Re: BUG #17928: Standby fails to decode WAL on termination of primary

From: Thomas Munro <thomas(dot)munro(at)gmail(dot)com>
To: Sergei Kornilov <sk(at)zsrv(dot)org>
Cc: Michael Paquier <michael(at)paquier(dot)xyz>, Noah Misch <noah(at)leadboat(dot)com>, Tom Lane <tgl(at)sss(dot)pgh(dot)pa(dot)us>, Kyotaro Horiguchi <horikyota(dot)ntt(at)gmail(dot)com>, exclusion(at)gmail(dot)com, pgsql-bugs(at)lists(dot)postgresql(dot)org
Subject: Re: BUG #17928: Standby fails to decode WAL on termination of primary
Date: 2023-09-04 03:20:31
Message-ID: CA+hUKG+jFN64gKVGcmfNTekqWn3cemRx99-B8DDBaDyzWnfpkw@mail.gmail.com
Views: Raw Message | Whole Thread | Download mbox | Resend email
Thread:
Lists: pgsql-bugs

Thanks for looking/testing, Sergei. Thanks for the changes, Michael,
these all look good. I've squashed them and added you as co-author.

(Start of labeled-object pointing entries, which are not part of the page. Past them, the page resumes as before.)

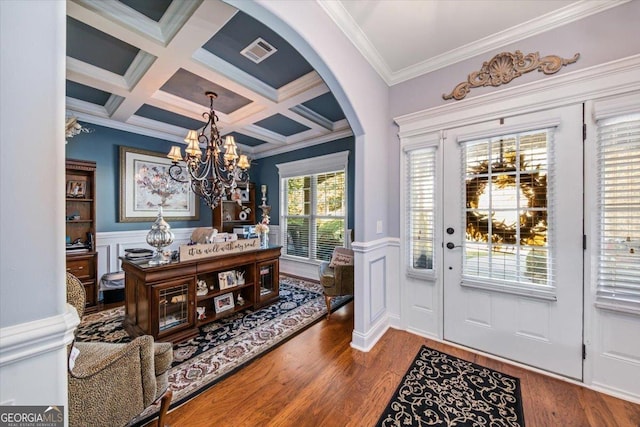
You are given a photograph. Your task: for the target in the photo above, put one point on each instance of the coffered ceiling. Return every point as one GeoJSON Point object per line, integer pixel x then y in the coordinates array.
{"type": "Point", "coordinates": [144, 65]}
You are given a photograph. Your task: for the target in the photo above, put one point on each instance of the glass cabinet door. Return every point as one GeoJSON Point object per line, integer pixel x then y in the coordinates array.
{"type": "Point", "coordinates": [174, 306]}
{"type": "Point", "coordinates": [268, 274]}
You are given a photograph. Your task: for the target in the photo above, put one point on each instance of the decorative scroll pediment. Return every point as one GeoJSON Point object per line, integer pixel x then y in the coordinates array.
{"type": "Point", "coordinates": [506, 66]}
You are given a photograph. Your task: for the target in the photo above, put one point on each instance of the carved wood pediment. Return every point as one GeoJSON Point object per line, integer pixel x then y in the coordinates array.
{"type": "Point", "coordinates": [506, 66]}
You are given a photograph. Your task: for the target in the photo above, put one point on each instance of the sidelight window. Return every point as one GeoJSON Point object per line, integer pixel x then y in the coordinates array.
{"type": "Point", "coordinates": [619, 211]}
{"type": "Point", "coordinates": [420, 204]}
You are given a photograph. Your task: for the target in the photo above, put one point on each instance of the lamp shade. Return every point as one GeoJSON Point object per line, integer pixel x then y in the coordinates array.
{"type": "Point", "coordinates": [191, 136]}
{"type": "Point", "coordinates": [175, 154]}
{"type": "Point", "coordinates": [243, 163]}
{"type": "Point", "coordinates": [193, 149]}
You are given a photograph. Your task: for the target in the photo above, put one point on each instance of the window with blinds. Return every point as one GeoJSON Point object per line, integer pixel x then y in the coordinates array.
{"type": "Point", "coordinates": [505, 189]}
{"type": "Point", "coordinates": [315, 216]}
{"type": "Point", "coordinates": [619, 211]}
{"type": "Point", "coordinates": [420, 170]}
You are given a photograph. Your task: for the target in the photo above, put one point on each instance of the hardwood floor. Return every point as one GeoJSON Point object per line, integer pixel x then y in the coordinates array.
{"type": "Point", "coordinates": [317, 379]}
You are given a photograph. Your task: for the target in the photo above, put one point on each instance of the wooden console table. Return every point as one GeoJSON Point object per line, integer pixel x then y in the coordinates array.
{"type": "Point", "coordinates": [162, 300]}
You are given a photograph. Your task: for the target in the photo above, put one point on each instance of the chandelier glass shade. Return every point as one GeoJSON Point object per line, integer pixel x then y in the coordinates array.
{"type": "Point", "coordinates": [215, 173]}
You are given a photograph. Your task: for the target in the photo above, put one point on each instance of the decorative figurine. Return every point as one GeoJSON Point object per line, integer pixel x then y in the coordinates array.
{"type": "Point", "coordinates": [240, 277]}
{"type": "Point", "coordinates": [202, 288]}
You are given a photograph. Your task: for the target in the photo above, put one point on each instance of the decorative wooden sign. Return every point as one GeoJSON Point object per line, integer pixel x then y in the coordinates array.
{"type": "Point", "coordinates": [208, 250]}
{"type": "Point", "coordinates": [506, 66]}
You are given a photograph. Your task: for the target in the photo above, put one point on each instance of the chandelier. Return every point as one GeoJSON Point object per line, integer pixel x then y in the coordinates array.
{"type": "Point", "coordinates": [220, 171]}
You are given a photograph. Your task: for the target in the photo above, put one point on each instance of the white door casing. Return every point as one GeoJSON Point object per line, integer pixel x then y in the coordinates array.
{"type": "Point", "coordinates": [536, 325]}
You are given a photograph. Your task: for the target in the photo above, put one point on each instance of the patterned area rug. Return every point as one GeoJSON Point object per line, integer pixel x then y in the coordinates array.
{"type": "Point", "coordinates": [442, 390]}
{"type": "Point", "coordinates": [225, 345]}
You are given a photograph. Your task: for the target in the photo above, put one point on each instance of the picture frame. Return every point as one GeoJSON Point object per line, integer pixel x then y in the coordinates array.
{"type": "Point", "coordinates": [76, 189]}
{"type": "Point", "coordinates": [145, 185]}
{"type": "Point", "coordinates": [227, 279]}
{"type": "Point", "coordinates": [223, 302]}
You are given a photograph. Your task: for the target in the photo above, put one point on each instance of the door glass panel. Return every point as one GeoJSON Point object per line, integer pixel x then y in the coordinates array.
{"type": "Point", "coordinates": [506, 208]}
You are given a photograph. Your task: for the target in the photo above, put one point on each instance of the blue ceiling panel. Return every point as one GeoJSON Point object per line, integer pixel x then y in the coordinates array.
{"type": "Point", "coordinates": [327, 106]}
{"type": "Point", "coordinates": [86, 93]}
{"type": "Point", "coordinates": [94, 47]}
{"type": "Point", "coordinates": [282, 125]}
{"type": "Point", "coordinates": [281, 68]}
{"type": "Point", "coordinates": [187, 85]}
{"type": "Point", "coordinates": [164, 116]}
{"type": "Point", "coordinates": [151, 9]}
{"type": "Point", "coordinates": [246, 140]}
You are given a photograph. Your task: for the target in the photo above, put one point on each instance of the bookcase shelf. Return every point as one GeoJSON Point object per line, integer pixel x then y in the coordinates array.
{"type": "Point", "coordinates": [82, 259]}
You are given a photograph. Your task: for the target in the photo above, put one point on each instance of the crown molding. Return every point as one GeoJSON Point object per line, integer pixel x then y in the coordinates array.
{"type": "Point", "coordinates": [596, 82]}
{"type": "Point", "coordinates": [549, 21]}
{"type": "Point", "coordinates": [354, 33]}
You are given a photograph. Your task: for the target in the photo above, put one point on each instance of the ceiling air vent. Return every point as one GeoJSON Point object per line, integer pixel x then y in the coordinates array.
{"type": "Point", "coordinates": [258, 51]}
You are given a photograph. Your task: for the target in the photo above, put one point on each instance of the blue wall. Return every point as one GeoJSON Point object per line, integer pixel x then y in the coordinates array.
{"type": "Point", "coordinates": [102, 147]}
{"type": "Point", "coordinates": [264, 171]}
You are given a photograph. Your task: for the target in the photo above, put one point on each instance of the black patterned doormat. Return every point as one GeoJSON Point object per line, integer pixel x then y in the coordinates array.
{"type": "Point", "coordinates": [442, 390]}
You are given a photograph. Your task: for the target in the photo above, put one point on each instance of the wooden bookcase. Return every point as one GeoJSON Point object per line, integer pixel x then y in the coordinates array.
{"type": "Point", "coordinates": [229, 214]}
{"type": "Point", "coordinates": [162, 301]}
{"type": "Point", "coordinates": [80, 201]}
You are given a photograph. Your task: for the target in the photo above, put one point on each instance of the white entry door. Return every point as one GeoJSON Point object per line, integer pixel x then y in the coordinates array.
{"type": "Point", "coordinates": [513, 238]}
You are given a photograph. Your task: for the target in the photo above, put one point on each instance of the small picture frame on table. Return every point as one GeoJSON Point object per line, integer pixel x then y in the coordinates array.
{"type": "Point", "coordinates": [227, 279]}
{"type": "Point", "coordinates": [223, 302]}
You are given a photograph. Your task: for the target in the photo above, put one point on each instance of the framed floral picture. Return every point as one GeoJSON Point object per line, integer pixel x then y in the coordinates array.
{"type": "Point", "coordinates": [145, 185]}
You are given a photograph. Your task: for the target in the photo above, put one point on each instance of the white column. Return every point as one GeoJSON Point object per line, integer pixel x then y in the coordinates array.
{"type": "Point", "coordinates": [34, 321]}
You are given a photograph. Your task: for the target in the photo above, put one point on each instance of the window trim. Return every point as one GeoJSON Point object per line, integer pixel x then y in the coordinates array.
{"type": "Point", "coordinates": [334, 162]}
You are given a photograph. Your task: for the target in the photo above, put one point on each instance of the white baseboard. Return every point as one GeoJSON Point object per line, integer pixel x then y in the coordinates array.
{"type": "Point", "coordinates": [32, 339]}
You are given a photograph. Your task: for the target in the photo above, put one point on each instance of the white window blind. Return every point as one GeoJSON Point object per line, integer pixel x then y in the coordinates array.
{"type": "Point", "coordinates": [619, 211]}
{"type": "Point", "coordinates": [315, 215]}
{"type": "Point", "coordinates": [507, 181]}
{"type": "Point", "coordinates": [420, 179]}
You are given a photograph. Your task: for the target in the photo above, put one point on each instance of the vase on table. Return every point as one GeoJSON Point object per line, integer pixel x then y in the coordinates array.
{"type": "Point", "coordinates": [159, 237]}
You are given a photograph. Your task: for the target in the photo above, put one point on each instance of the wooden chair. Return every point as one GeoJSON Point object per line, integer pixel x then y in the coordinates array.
{"type": "Point", "coordinates": [336, 277]}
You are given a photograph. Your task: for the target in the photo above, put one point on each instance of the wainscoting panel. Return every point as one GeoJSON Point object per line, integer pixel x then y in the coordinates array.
{"type": "Point", "coordinates": [377, 302]}
{"type": "Point", "coordinates": [111, 245]}
{"type": "Point", "coordinates": [376, 268]}
{"type": "Point", "coordinates": [616, 358]}
{"type": "Point", "coordinates": [421, 312]}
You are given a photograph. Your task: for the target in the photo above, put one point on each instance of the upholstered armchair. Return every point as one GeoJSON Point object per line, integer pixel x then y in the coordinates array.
{"type": "Point", "coordinates": [110, 384]}
{"type": "Point", "coordinates": [336, 277]}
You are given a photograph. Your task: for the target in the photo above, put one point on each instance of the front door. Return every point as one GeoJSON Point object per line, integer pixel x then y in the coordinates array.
{"type": "Point", "coordinates": [513, 237]}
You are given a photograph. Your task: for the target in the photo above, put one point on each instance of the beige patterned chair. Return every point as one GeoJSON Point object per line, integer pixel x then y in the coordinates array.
{"type": "Point", "coordinates": [111, 384]}
{"type": "Point", "coordinates": [336, 277]}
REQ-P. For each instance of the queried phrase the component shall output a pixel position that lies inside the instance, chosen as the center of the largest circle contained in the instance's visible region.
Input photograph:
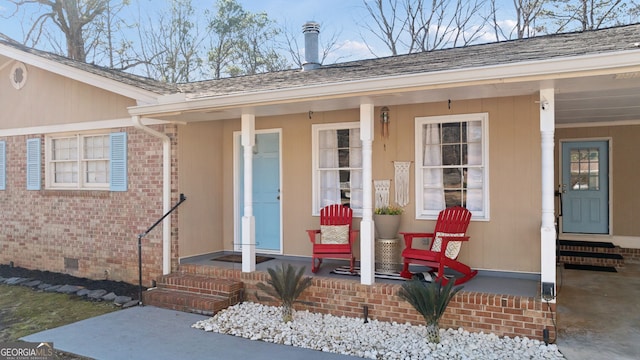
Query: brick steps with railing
(599, 254)
(194, 293)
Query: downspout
(166, 190)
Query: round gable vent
(18, 75)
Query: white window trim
(80, 185)
(315, 180)
(419, 122)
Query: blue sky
(342, 18)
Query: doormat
(590, 267)
(237, 258)
(344, 270)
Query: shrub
(286, 285)
(431, 301)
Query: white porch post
(367, 242)
(248, 220)
(547, 231)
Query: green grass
(24, 311)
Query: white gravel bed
(372, 340)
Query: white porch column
(547, 231)
(248, 220)
(367, 242)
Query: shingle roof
(532, 49)
(623, 38)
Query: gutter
(166, 190)
(538, 70)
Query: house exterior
(91, 158)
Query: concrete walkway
(147, 332)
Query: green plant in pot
(431, 301)
(286, 285)
(387, 221)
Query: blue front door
(585, 187)
(266, 191)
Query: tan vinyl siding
(50, 99)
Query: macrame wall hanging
(402, 182)
(382, 192)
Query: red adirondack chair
(447, 237)
(336, 236)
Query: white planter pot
(387, 226)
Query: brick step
(590, 253)
(194, 293)
(202, 284)
(185, 301)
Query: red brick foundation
(504, 315)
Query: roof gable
(556, 46)
(143, 90)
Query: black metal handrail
(182, 199)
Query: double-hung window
(337, 166)
(84, 161)
(452, 164)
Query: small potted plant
(387, 221)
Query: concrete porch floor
(598, 313)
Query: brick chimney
(311, 30)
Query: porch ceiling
(601, 98)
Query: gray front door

A couple more small comment/text changes:

1. In the place where we fail to allocate memory for an oversized
record, I copied the comment about treating that as a "bogus data"
condition. I suspect that we will soon be converting that to a FATAL
error[1], and that'll need to be done in both places.

2. In this version of the commit message I said we'd only back-patch
to 15 for now. After sleeping on this for a week, I realised that the
reason I keep vacillating on that point is that I am not sure what
your plan is for the malloc-failure-means-end-of-wal policy ([1],
ancient code from 0ffe11abd3a). If we're going to fix that in master
only but let sleeping dogs lie in the back-branches, then it becomes
less important to go back further than 15 with THIS patch. But if you
want to be able to distinguish garbage from out-of-memory, and thereby
end-of-wal from a FATAL please-insert-more-RAM condition, I think
you'd really need this industrial strength validation in all affected
branches, and I'd have more work to do, right? The weak validation we
are fixing here is the *real* underlying problem going back many
years, right?

I also wondered about strengthening the validation of various things
like redo begin/end LSNs etc in these tests. But we can always
continue to improve all this later...

Here also is a version for 15 (and a CI run[2]), since we tweaked many
of the error messages between 15 and 16.

[1] https://www.postgresql.org/message-id/flat/ZMh/WV%2BCuknqePQQ%40paquier.xyz
[2] https://cirrus-ci.com/task/4533280897236992 (failed on some
unrelated pgbench test, reported in another thread)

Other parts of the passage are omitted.